CMS seems to have better analytics capabilities and is better at detecting fraud schemes and improper payments than the plans themselves. These plans are not sophisticated enough to notice stuff that CMS detects when it gets ahold of the plan data.

But as unusual as this situation is where the government is ahead of the business sector, I can't say I'm shocked. We have had one guest on this show after another talking about just how far in the past some of these health plans are lagging. Dan O'Neill probably said it most eloquently and notably (EP359).

But I digress.

So, recouping improper payments has the eye of CMS. This means two things largely. It means finding "outlier" codes that some MA plan paid for but which are clearly errors and should not have been paid.

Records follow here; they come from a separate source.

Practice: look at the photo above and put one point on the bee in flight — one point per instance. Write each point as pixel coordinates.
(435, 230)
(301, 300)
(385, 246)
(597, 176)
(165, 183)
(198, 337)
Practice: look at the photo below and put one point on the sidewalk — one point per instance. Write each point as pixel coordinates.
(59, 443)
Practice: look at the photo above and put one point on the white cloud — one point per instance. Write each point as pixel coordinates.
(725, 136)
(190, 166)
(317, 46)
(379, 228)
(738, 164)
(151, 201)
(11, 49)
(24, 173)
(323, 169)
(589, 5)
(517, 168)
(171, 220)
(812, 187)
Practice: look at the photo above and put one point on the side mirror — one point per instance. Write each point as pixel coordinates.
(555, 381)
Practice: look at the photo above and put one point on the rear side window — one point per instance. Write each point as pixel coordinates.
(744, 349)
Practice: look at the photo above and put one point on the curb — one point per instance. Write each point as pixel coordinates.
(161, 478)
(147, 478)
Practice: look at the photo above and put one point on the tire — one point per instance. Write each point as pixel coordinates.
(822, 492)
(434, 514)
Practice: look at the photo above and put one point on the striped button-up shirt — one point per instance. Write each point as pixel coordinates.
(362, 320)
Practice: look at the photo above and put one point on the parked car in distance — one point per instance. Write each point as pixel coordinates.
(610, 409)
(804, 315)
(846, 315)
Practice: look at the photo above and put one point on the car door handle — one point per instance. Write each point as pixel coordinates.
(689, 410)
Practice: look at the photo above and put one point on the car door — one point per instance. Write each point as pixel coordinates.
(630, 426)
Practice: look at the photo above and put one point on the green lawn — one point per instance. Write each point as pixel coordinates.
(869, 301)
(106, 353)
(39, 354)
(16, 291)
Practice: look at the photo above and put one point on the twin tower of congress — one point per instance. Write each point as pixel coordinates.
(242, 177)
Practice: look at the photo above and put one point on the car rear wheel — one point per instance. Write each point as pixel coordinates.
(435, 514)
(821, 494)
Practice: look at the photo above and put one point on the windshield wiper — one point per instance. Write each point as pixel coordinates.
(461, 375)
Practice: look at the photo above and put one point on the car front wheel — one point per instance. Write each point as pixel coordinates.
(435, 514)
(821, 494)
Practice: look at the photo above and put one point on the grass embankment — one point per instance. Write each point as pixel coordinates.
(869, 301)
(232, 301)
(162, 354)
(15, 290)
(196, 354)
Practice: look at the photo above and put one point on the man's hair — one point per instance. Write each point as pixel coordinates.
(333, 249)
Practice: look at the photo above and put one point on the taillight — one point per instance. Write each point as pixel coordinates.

Another improper payment is when plans themselves do a little fancy upcoding so that they make more money than they should in their risk-adjustment payments. This has gotten some major attention lately. Let me quote from an OIG (Office of Inspector General) report:

"Our findings raise concerns about the extent to which certain MA companies may have inappropriately leveraged both chart reviews and HRAs [health risk assessments] to maximize risk-adjusted payments. We found that 20 of the 162 MA companies drove a disproportionate share of the $9.2 billion in payments from diagnoses that were reported only on chart reviews and HRAs, and on no other service records."